Blonde's Eye View: A printer's staple diet

Angela Clarke has issues with her printer
Sometimes I suspect the most meaningful relationship I have in this world is with my printer.
When I eschew my regular Wharf jaunts in favour of my home office, I can go days without real human interaction.
Mr Blonde is busy with his own work. When we do meet, over a late night bowl of cereal in front of Sky Plus-ed Masterchef, conversation is limited to grunts.
For most of the time it's just me and my Canon. To quote Lady Gaga, it's a bad rah rah ah ah ah romance. Even the printer knows it. In fact it makes a rah rah ah ah ah noise quite regularly.
It's trying to communicate that we're on the rocks. We're one empty cartridge away from counselling.
I have a history of dysfunctional relationships with printers. I've knocked off two in the last year. I'd like to blame my prodigious output, the thousands of well crafted words I make it spew out, but I murdered the first by dropping staples in it.
It was an accident, I swear. The printer in question didn't go down without a fight.
It printed pages blank, apart from perfect reproductions of staples for days. Like reams of stationery hieroglyphics.
I haven't been able to look at a stapler in the same way since.

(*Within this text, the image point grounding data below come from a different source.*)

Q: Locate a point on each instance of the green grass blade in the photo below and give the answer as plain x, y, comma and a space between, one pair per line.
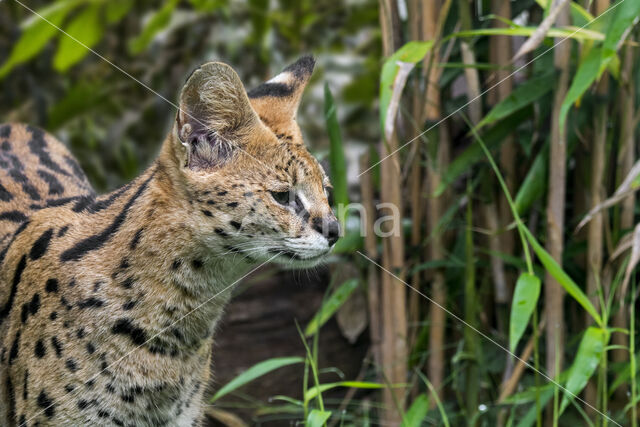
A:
314, 391
417, 412
563, 278
338, 165
525, 298
525, 94
156, 23
411, 52
584, 365
588, 71
330, 306
254, 372
534, 183
87, 28
317, 418
35, 36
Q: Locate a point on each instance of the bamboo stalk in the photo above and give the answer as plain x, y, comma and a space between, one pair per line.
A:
415, 180
437, 161
394, 318
371, 249
554, 293
595, 232
625, 160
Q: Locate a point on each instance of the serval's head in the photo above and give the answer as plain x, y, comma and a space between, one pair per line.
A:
253, 187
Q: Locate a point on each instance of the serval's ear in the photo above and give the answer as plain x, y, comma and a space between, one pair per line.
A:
214, 116
277, 100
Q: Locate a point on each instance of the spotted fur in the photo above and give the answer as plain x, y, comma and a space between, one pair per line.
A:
108, 304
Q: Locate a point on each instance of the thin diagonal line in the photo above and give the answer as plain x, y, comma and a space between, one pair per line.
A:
468, 325
65, 401
159, 95
491, 88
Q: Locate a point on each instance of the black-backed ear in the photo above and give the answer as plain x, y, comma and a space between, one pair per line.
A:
277, 100
214, 115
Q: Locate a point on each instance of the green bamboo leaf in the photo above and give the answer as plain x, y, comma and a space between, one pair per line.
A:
411, 52
525, 298
589, 70
473, 154
416, 412
254, 372
523, 95
312, 392
589, 353
159, 20
87, 28
623, 18
534, 183
338, 165
530, 417
565, 32
580, 16
318, 418
563, 278
331, 305
36, 34
115, 10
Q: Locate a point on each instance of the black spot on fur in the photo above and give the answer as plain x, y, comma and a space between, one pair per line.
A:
96, 241
63, 231
278, 90
55, 187
75, 168
56, 346
27, 187
303, 67
5, 196
13, 216
126, 327
128, 283
13, 238
6, 309
136, 239
40, 246
10, 393
90, 303
25, 388
71, 365
40, 349
15, 347
46, 403
25, 313
51, 286
34, 305
129, 305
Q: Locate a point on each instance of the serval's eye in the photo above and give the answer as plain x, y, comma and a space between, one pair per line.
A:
282, 197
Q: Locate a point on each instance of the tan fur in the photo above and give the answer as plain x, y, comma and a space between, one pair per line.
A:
108, 305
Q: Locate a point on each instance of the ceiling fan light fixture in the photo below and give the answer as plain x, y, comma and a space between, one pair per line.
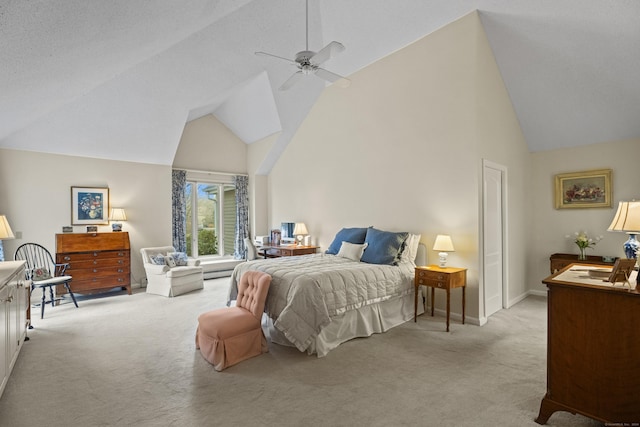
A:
308, 62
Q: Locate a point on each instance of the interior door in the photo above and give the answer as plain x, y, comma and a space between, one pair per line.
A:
493, 226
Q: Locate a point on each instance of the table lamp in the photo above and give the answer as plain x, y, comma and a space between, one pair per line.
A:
443, 244
627, 219
300, 230
117, 214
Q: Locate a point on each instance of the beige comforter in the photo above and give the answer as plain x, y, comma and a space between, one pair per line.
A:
306, 291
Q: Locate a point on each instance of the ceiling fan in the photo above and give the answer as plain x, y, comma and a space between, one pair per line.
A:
308, 62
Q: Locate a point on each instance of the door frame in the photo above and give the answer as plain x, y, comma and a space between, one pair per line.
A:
505, 246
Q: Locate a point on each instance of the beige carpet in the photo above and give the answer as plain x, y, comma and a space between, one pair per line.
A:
130, 360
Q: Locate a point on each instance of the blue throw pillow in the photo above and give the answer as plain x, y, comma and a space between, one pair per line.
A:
352, 235
383, 247
157, 259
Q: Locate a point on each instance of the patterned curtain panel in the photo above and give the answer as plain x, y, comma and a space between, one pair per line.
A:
242, 215
179, 210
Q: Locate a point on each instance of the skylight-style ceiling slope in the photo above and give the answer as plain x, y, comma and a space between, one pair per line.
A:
120, 79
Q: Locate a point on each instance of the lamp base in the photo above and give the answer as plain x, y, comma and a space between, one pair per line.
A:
443, 259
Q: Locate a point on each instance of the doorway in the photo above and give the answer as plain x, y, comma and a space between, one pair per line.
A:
494, 177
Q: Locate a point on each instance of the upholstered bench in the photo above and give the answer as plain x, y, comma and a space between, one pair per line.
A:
229, 335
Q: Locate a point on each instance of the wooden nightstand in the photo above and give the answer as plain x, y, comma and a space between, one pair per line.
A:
446, 278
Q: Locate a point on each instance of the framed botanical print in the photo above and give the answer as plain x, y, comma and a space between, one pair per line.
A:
588, 189
89, 205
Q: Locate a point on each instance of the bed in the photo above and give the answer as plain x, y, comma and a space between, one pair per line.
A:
316, 302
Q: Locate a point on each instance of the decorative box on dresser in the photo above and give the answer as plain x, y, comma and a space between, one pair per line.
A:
97, 261
14, 302
559, 261
282, 251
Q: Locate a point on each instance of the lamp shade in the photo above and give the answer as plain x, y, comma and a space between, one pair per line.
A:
443, 243
300, 229
117, 214
627, 218
5, 229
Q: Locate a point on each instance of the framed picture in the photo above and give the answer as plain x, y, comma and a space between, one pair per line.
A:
89, 205
588, 189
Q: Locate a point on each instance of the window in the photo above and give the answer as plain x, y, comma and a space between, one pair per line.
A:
211, 218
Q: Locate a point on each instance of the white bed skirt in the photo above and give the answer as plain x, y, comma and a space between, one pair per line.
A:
365, 321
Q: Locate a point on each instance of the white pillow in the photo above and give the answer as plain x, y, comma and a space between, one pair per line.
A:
352, 250
411, 248
252, 253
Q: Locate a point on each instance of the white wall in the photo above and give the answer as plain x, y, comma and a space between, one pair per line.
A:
550, 226
35, 194
401, 149
207, 144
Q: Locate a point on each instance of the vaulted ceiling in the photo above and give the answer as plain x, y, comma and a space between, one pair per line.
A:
120, 79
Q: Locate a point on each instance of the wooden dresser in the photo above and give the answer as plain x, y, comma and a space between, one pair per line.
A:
592, 350
97, 261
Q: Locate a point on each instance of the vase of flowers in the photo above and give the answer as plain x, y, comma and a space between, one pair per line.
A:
583, 241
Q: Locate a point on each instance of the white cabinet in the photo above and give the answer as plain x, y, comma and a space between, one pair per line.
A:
13, 316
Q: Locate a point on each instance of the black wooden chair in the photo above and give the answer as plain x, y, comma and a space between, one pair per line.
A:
43, 272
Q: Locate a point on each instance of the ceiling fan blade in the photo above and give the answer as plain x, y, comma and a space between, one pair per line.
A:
332, 77
291, 61
291, 81
327, 52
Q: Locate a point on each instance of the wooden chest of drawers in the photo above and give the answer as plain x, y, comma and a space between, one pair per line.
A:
97, 261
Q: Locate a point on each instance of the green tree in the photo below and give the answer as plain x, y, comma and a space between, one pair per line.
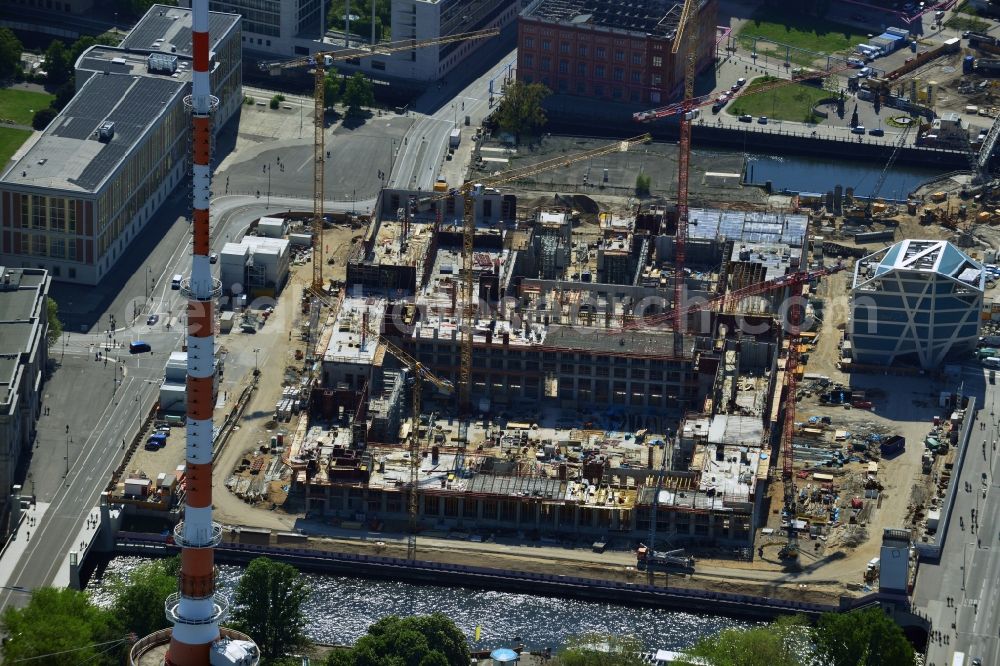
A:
331, 91
60, 627
521, 109
268, 607
423, 640
772, 645
139, 597
10, 53
58, 63
358, 92
865, 638
600, 650
55, 326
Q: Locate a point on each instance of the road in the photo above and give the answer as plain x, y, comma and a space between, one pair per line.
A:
959, 593
426, 141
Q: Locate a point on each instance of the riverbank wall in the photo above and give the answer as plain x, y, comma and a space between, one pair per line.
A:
433, 573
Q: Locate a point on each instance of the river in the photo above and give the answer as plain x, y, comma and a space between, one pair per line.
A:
804, 174
341, 608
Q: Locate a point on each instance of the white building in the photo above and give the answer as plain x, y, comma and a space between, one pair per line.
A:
259, 265
917, 302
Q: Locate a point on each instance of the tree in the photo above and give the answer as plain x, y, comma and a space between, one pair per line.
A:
60, 627
772, 645
423, 640
601, 650
358, 92
58, 63
139, 597
865, 638
55, 326
10, 53
331, 90
268, 607
521, 109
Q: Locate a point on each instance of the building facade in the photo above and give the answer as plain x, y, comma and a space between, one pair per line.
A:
24, 327
917, 302
81, 193
606, 50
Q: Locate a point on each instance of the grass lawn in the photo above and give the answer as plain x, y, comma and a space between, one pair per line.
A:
10, 141
793, 101
20, 105
804, 32
967, 23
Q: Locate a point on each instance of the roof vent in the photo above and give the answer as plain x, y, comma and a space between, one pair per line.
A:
106, 131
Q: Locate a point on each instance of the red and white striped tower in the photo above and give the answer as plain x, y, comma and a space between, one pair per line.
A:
195, 610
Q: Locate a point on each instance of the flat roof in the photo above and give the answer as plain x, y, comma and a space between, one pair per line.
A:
649, 17
68, 155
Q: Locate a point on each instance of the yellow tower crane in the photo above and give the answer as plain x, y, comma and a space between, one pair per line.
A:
420, 373
470, 190
320, 61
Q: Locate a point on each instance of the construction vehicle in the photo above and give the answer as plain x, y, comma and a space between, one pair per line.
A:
319, 62
470, 190
647, 558
419, 373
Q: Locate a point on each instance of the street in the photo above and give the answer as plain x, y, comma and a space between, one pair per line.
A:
958, 594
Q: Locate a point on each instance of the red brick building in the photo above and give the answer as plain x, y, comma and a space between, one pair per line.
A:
617, 50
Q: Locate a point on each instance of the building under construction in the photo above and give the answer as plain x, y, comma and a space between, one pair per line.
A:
590, 411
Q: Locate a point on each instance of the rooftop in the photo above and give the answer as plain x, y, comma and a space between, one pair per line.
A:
649, 17
70, 154
925, 256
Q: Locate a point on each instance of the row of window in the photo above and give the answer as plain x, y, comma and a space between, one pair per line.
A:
48, 213
582, 69
598, 52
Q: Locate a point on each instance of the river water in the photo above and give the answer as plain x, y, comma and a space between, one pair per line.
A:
341, 608
804, 174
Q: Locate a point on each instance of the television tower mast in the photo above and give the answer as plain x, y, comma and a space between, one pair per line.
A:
195, 610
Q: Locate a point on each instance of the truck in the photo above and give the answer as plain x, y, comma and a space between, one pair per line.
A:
892, 445
675, 559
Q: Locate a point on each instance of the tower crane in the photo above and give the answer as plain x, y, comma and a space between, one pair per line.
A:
470, 190
684, 149
420, 373
319, 62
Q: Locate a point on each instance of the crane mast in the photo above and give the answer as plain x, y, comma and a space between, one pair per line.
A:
684, 152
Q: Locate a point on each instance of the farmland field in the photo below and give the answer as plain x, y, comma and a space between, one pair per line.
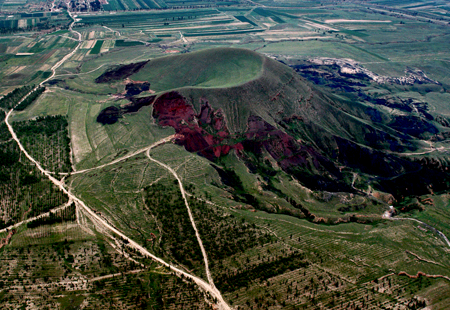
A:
264, 154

In printer years my current machine is a teenager. Like a hormonally ravaged sensitive youth, it knows when I'm under pressure and starts to act up.
It thinks it's not fair. I think it's not fair. Someone joked they'd seen my printer on the common drinking cider and smoking. I wouldn't be surprised. It's a delinquent contraption.
Excuse me while I try to coax it out of bed, it's gone lunchtime and I need to get this copy printed.